Le parole cedono il posto al silenzio e alla contemplazione. A Firenze, nel chiostro del convento di S.Marco, c’è un dipinto del Beato Angelico, raffigurante il crocifisso adorato da S.Domenico. Sulla distesa sconfinata della terra, piatta e arida, contro un cielo azzurro intenso, si leva alta la croce: ad essa è inchiodato Gesù Cristo, imponente, composto, luminoso; il bel volto, incorniciato dall’aureola, reclinato verso destra, con gli occhi e le labbra semiaperti. È ancora vivo. Soffre per amore e perciò è in pace; la sua sofferenza, come direbbe S.Caterina, è una “tranquilla passione”. Il crocifisso è posto ad altezza d’uomo, fatto per essere visto da vicino. È proprio qui, davanti a noi che non possiamo rimanere indifferenti. Si vede il sangue, tanto sangue, fluire sulla terra morta, per ridarle vita. Ai piedi della croce S.Domenico: abbraccia e quasi accarezza il legno insanguinato; guarda commosso il crocifisso con gli occhi arrossati, la fronte contratta, la faccia scavata. Unito a Cristo, vive anche lui la croce per la salvezza del mondo.
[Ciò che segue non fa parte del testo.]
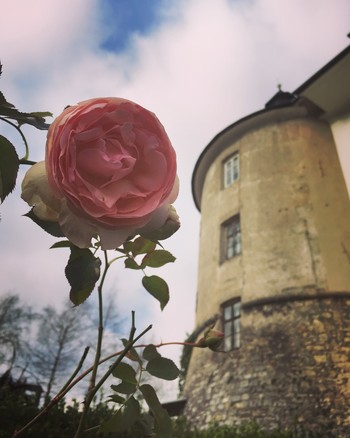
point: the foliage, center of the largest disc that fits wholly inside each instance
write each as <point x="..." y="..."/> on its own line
<point x="248" y="429"/>
<point x="59" y="335"/>
<point x="15" y="318"/>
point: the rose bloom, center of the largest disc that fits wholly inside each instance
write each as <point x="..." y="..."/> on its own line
<point x="110" y="170"/>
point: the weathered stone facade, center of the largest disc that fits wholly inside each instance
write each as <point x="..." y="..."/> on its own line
<point x="292" y="276"/>
<point x="293" y="369"/>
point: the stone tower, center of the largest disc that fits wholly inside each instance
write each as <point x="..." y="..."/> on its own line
<point x="274" y="264"/>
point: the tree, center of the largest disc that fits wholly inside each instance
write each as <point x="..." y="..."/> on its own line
<point x="15" y="322"/>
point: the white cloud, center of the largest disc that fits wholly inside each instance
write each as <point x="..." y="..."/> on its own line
<point x="209" y="64"/>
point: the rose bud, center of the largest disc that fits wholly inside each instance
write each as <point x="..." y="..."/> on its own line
<point x="109" y="171"/>
<point x="212" y="339"/>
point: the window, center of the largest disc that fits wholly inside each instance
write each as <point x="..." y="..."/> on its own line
<point x="231" y="170"/>
<point x="231" y="317"/>
<point x="231" y="238"/>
Come il suo fondatore, il Beato Angelico ama appassionatamente Gesù Cristo e nel dipingere il Crocifisso a volte è visto piangere. Con questa immagine, posta di fronte alla porta del convento, egli ricorda a tutti che la comunità dei frati vive di Gesù Crocifisso, esiste per condividere il suo amore e il suo sacrificio, per predicare lui e lui soltanto, come faceva S.Paolo: “Noi predichiamo Cristo crocifisso, scandalo per i Giudei, stoltezza per i pagani; ma per coloro che sono chiamati, predichiamo Cristo potenza e sapienza di Dio, perché ciò che è stoltezza di Dio è più sapiente degli uomini, ciò che è debolezza di Dio è più forte degli uomini” (1Cor 1, 23-25).
Tutti davanti alla croce, dunque, ma anche tutti sulla croce. “Coraggio, allora scriveva don Tonino Bello tu che soffri inchiodato su una carrozzella. Animo, tu che provi i morsi della solitudine. Abbi fiducia, tu che bevi al calice amaro dell’abbandono. Non imprecare, sorella che ti vedi distruggere giorno dopo giorno da un male che non perdona. Asciugati le lacrime, fratello, che sei stato pugnalato alle spalle da coloro che ritenevi tuoi amici. Non abbatterti fratello povero, che non sei calcolato da nessuno, che non sei creduto dalla gente e che, invece del pane, sei costretto a ingoiare bocconi di amarezza”.
Il Vangelo dice che “da mezzogiorno fino alle tre del pomeriggio si fece buio su tutta la terra” Un tempo lunghissimo per chi agonizza inchiodato, ma non infinito: “Tra poco continua don Tonino il buio cederà il posto alla luce, la terra riacquisterà i suoi colori verginali e il sole della Pasqua irromperà tra le nuvole in fuga”.
Torna alla memoria anche un altro racconto del vescovo don Tonino: “Nel duomo vecchio di Molfetta, c’è un grande crocifisso di terracotta. L’ha donato, qualche anno fa, uno scultore del luogo. Il parroco, in attesa di sistemarlo definitivamente, l’ha addossato alla parete della sagrestia e vi ha apposto un cartoncino con la scritta: collocazione provvisoria. La scritta, che in un primo momento avevo scambiato come intitolazione dell’opera, mi è parsa provvidenzialmente ispirata… Collocazione provvisoria. Penso che non ci sia formula migliore per definire la croce. La mia, la tua croce, non solo quella di Cristo… Coraggio, fratello che soffri. La tua croce, anche se durasse tutta la vita, è sempre collocazione provvisoria. Da mezzogiorno alle tre del pomeriggio. Ecco le sponde che delimitano il fiume delle lacrime umane… Coraggio, fratello che soffri. C’è anche per te una deposizione dalla croce. C’è anche per te una pietà sovrumana. Ecco già una mano forata che schioda dal legno la tua. Ecco un volto amico, intriso di sangue e coronato di spine, che sfiora con un bacio la tua fronte febbricitante. Ecco un grembo dolcissimo di donna che ti avvolge di tenerezza. Tra quelle braccia materne si svelerà, finalmente, tutto il mistero di un dolore che ora ti sembra assurdo… Tra poco, il buio cederà il posto alla luce, la terra riacquisterà i suoi colori verginali e il sole della Pasqua irromperà tra le nuvole in fuga”.